Today’s blog post is written by Louis Salerno, the owner of Questroyal Fine Art, LLC of the upper east side; a gallery that specializes in fine American paintings from the nineteenth and twentieth centuries. Fittingly enough, Salerno has chosen to discuss the American Art auction results from this past auction season. Enjoy!
Recent American art auctions in New York confirmed the market’s accelerating recovery. Critics may point out disappointing lots, but as an eager buyer I can assure you that it was exceedingly difficult to acquire the most desirable work. This is a market that consists of well-informed collectors, determined to purchase paintings that represent the best efforts by important artists. We must be careful not to judge the market by the lots that sold poorly or failed to sell. At present, the market is expanding at a sustainable and sensible rate. Collectors are primarily interested in securing the best and most easily-perceived quality, but as the positive progression continues so will their desire to consider less popular examples and this shift, in conjunction with the ultimate participation of new collectors, will augment the depth of the market and produce more uniformly positive results.
John George Brown, Newsboy, oil on canvas, 24 1/4 x 16 3/16 inches
Results and highlights:
Christie’s offered 135 lots: 68% sold within or above the estimate and only 6% sold below the low estimate. The buy-in rate was about 26%.
Sotheby’s offered 62 lots: 82% sold within or above the estimate and only one painting sold below the estimate. The buy-in rate was just 16%.
Bidding was extremely competitive for two sensational works by Edward Hopper: His oil, Blackwell’s Island, realized $19.1 million and his watercolor, Kelly Jenness House, brought $4.1 million.
I was determined to buy a Norman Rockwell and had my sights set on either He’s Going to be Taller than Dad or The Veterinarian, both offered at Sotheby’s. I watched each one soar beyond its high estimate: the first, estimated at $500,000–$700,000, sold for over $2.6 million! The second, estimated at $300,000–$500,000, realized $905,000.

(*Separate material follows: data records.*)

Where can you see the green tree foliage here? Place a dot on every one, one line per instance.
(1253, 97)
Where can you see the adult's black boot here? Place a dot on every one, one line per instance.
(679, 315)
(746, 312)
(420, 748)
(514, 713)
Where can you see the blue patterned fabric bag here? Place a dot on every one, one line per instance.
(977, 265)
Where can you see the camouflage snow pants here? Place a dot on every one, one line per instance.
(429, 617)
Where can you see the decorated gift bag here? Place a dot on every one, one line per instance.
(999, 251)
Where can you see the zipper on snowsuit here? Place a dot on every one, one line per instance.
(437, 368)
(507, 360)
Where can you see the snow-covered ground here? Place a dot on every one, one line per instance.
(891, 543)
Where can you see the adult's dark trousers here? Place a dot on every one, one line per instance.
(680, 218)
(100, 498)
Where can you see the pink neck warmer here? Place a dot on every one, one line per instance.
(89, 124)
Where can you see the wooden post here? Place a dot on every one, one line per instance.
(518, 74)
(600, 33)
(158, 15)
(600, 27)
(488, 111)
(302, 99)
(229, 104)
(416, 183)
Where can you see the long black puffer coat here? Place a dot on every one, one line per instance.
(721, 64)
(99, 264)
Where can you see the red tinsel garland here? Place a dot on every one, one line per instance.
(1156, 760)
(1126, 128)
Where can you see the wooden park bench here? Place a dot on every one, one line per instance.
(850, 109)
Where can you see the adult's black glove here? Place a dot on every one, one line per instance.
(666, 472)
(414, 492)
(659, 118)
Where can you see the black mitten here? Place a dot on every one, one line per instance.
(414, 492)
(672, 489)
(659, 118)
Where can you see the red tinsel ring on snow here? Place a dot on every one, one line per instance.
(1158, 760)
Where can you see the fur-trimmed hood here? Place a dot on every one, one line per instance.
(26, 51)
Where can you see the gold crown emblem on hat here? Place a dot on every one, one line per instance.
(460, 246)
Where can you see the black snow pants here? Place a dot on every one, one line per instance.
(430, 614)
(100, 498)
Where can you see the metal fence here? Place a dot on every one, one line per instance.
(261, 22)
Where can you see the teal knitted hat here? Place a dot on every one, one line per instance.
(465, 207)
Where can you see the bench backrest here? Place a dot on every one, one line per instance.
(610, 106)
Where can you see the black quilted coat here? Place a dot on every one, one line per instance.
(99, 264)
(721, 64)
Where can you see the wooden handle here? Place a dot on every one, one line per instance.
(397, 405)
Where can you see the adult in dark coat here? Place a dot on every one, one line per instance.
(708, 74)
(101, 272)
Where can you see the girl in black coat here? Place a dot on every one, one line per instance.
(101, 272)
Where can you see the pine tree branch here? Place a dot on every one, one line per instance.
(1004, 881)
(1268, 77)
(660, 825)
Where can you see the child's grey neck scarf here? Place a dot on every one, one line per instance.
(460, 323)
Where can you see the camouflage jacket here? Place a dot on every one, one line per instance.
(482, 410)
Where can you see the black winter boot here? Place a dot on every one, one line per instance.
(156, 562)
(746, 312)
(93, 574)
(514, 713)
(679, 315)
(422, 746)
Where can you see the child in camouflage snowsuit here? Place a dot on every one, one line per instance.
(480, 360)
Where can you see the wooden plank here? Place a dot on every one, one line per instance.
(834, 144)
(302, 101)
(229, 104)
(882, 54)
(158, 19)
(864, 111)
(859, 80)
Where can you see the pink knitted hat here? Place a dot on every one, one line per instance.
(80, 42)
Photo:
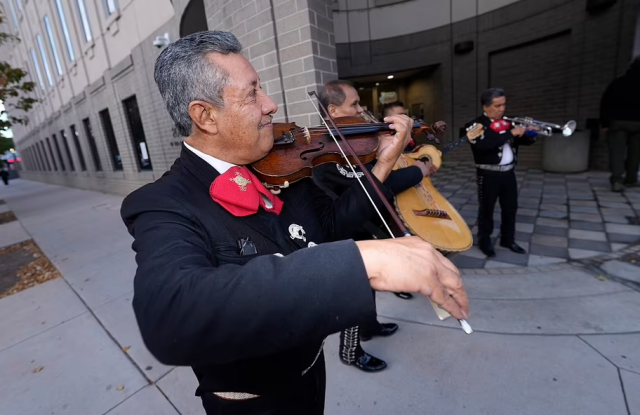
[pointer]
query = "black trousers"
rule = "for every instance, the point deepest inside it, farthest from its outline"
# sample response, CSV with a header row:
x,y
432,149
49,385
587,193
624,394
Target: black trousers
x,y
497,186
350,348
304,397
624,151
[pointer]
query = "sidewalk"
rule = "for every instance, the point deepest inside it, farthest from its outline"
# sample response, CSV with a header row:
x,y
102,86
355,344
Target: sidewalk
x,y
564,339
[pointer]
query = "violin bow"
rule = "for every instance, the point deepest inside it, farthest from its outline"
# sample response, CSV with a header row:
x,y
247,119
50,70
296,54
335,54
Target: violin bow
x,y
366,172
439,310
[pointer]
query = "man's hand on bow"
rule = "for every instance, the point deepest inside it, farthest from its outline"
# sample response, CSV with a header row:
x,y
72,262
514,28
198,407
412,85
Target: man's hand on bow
x,y
391,146
409,264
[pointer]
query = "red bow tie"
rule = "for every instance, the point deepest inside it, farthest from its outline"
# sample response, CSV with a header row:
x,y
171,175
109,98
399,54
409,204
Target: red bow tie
x,y
239,192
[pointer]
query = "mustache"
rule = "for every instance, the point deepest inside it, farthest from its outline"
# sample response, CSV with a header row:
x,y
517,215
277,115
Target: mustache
x,y
262,124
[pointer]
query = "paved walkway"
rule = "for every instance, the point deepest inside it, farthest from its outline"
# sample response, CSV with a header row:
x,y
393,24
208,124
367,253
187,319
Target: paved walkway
x,y
562,341
560,217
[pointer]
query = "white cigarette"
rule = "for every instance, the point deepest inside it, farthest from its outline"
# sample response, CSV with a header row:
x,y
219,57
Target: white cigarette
x,y
465,326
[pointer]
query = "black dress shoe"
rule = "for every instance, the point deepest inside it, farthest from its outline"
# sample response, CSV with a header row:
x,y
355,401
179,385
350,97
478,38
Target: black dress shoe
x,y
386,330
368,363
514,247
404,296
488,251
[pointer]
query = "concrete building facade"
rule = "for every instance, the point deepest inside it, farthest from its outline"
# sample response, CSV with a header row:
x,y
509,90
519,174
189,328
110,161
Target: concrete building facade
x,y
102,125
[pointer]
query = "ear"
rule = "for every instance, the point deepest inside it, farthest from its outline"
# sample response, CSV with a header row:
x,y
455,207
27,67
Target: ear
x,y
332,110
204,116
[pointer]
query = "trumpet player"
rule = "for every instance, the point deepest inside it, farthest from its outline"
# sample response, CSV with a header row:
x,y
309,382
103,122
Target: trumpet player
x,y
495,155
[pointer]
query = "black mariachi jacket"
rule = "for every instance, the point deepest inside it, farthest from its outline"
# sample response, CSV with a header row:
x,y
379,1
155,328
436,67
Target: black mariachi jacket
x,y
488,150
245,323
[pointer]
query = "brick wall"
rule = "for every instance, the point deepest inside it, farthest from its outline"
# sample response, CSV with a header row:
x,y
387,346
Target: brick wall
x,y
553,58
301,58
131,76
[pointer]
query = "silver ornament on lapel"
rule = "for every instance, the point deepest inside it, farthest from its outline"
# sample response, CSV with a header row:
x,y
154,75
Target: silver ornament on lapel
x,y
297,232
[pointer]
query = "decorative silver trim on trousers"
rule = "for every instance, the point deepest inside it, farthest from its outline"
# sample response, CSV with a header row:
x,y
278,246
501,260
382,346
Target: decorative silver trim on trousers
x,y
351,342
316,359
496,167
236,396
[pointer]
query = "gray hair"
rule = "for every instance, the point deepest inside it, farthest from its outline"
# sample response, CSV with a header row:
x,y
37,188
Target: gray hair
x,y
489,95
184,74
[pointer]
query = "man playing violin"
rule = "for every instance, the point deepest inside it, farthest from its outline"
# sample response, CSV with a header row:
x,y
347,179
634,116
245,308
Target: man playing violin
x,y
397,107
495,155
240,284
341,99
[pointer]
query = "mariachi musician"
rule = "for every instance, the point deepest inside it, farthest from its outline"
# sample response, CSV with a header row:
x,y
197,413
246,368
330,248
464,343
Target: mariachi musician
x,y
341,99
495,156
243,285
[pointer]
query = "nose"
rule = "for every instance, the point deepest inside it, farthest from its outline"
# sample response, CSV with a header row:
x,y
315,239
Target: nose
x,y
269,106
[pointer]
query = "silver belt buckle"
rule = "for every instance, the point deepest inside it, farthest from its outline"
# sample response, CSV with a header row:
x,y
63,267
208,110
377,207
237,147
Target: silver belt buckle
x,y
495,167
236,396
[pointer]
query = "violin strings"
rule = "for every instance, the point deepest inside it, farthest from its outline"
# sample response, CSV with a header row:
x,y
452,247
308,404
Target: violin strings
x,y
352,168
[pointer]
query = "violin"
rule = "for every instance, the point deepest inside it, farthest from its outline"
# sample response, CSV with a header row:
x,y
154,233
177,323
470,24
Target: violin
x,y
290,157
297,150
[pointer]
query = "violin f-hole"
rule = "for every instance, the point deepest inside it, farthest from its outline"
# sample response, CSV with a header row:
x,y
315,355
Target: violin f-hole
x,y
303,155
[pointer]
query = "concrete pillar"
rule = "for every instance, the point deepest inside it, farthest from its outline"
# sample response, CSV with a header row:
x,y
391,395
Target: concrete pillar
x,y
289,42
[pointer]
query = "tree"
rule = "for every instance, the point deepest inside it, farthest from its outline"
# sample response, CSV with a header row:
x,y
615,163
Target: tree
x,y
14,92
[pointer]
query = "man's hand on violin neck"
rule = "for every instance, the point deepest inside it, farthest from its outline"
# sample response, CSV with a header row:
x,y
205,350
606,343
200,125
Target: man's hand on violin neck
x,y
409,264
391,146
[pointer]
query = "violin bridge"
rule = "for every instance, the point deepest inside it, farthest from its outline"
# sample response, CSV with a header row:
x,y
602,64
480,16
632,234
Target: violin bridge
x,y
432,213
307,135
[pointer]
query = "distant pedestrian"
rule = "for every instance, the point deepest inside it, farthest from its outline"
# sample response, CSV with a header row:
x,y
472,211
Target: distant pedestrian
x,y
5,175
620,119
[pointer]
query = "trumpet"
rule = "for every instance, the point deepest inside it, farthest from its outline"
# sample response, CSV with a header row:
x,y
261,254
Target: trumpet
x,y
544,128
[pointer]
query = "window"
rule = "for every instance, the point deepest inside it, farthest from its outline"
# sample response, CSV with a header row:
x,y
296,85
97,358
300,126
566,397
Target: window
x,y
55,143
110,6
35,64
84,19
107,127
53,159
92,144
33,160
45,61
13,13
72,165
65,30
52,43
137,132
76,143
43,157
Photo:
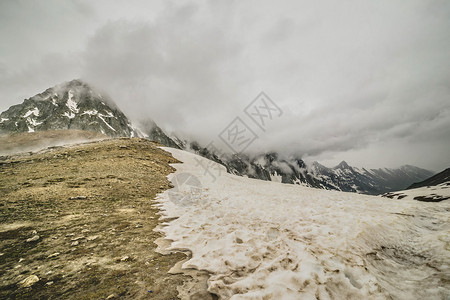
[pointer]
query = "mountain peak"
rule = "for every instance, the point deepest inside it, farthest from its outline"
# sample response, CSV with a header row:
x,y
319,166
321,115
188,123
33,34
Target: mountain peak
x,y
70,105
342,165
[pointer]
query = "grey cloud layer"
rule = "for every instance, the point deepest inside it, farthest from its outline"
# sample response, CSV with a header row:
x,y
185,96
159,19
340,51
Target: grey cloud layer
x,y
365,81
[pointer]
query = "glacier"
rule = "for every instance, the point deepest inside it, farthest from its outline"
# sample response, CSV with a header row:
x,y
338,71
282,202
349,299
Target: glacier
x,y
268,240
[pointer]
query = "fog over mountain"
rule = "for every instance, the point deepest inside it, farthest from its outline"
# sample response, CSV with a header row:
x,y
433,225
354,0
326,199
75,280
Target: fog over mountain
x,y
367,82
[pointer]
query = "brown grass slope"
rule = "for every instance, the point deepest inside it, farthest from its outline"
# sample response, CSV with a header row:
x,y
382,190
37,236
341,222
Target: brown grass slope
x,y
91,207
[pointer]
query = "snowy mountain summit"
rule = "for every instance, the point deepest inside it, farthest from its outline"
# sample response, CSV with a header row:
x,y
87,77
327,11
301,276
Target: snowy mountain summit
x,y
70,105
267,240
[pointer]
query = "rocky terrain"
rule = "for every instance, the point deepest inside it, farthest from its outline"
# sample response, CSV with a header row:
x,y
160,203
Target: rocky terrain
x,y
439,178
343,177
78,223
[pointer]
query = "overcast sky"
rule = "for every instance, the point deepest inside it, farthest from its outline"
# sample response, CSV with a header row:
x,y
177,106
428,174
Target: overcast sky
x,y
363,81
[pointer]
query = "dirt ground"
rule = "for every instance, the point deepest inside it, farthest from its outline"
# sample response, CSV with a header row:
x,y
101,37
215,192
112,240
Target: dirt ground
x,y
77,223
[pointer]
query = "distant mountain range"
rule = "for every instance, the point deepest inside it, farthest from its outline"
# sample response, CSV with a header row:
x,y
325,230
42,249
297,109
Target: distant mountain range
x,y
439,178
76,105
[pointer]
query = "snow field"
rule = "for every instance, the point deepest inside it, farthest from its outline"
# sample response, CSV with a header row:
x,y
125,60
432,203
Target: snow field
x,y
267,240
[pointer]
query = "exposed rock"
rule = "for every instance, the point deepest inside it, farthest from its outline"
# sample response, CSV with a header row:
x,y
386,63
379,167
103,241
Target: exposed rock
x,y
33,239
29,281
53,255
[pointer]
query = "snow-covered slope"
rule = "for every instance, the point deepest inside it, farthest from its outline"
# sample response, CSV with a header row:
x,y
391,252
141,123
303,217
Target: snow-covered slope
x,y
267,240
273,167
70,105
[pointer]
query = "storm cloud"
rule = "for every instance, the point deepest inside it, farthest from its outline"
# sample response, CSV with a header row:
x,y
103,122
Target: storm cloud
x,y
364,81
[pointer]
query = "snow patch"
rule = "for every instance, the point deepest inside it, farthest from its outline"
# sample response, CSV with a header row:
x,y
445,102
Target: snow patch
x,y
34,112
72,105
101,118
90,112
267,240
70,115
276,177
33,122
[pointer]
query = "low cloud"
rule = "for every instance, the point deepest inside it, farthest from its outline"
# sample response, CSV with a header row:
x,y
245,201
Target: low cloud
x,y
367,82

I was again unsuccessful in attempting to buy works by Fairfield Porter and Guy Pène du Bois—in fact, I bid on three Porters without success.
The auction market is imperfect and, as a result, I was able to secure a few remarkable works. I remain interested in modernist Charles Burchfield; lot 4 at Christie’s, Three Ringed Moon, was a fine acquisition at $25,000, and its early position in the sale worked to my advantage. Later in the same sale, Burchfield’s Long House, North of Wyoming Village, estimated at $150,000–$250,000, caught my attention; I was stunned to be the winning bidder at $123,750. Sometimes there is no explanation as to why a painting sells below its value. Buyers have only a matter of seconds to make a decision and it is often difficult to race against time.
Charles Burchfield, Long House, North of Wyoming Village, 1951, mixed media on paper laid down on board, 29 7/8 x 40 5/16 inches
Fate smiled upon me again later at Christie’s; lot 126, John Breck’s stunning Early Snow, which established the artist’s auction record of $337,000 in 2007, was presented with a seemingly conservative estimate of $200,000 to $300,000. The painting had a great deal of “buzz” and I had little hope of acquiring it. But many collectors assume that they will be unable to acquire well-received paintings and consequently focus their attention elsewhere. I believe that this was the case with this piece and it hammered to me at just $195,750.
John Breck, Early Snow, 1894, oil on canvas, 18 1/4 x 22 inches
There were a few other paintings that I managed to acquire for inventory with which I’m quite pleased. In the days following the sales, the consensus is that the market is moving and interest is rising. My best advice is to seriously consider dealer inventory—it’s there that the best buys may be found.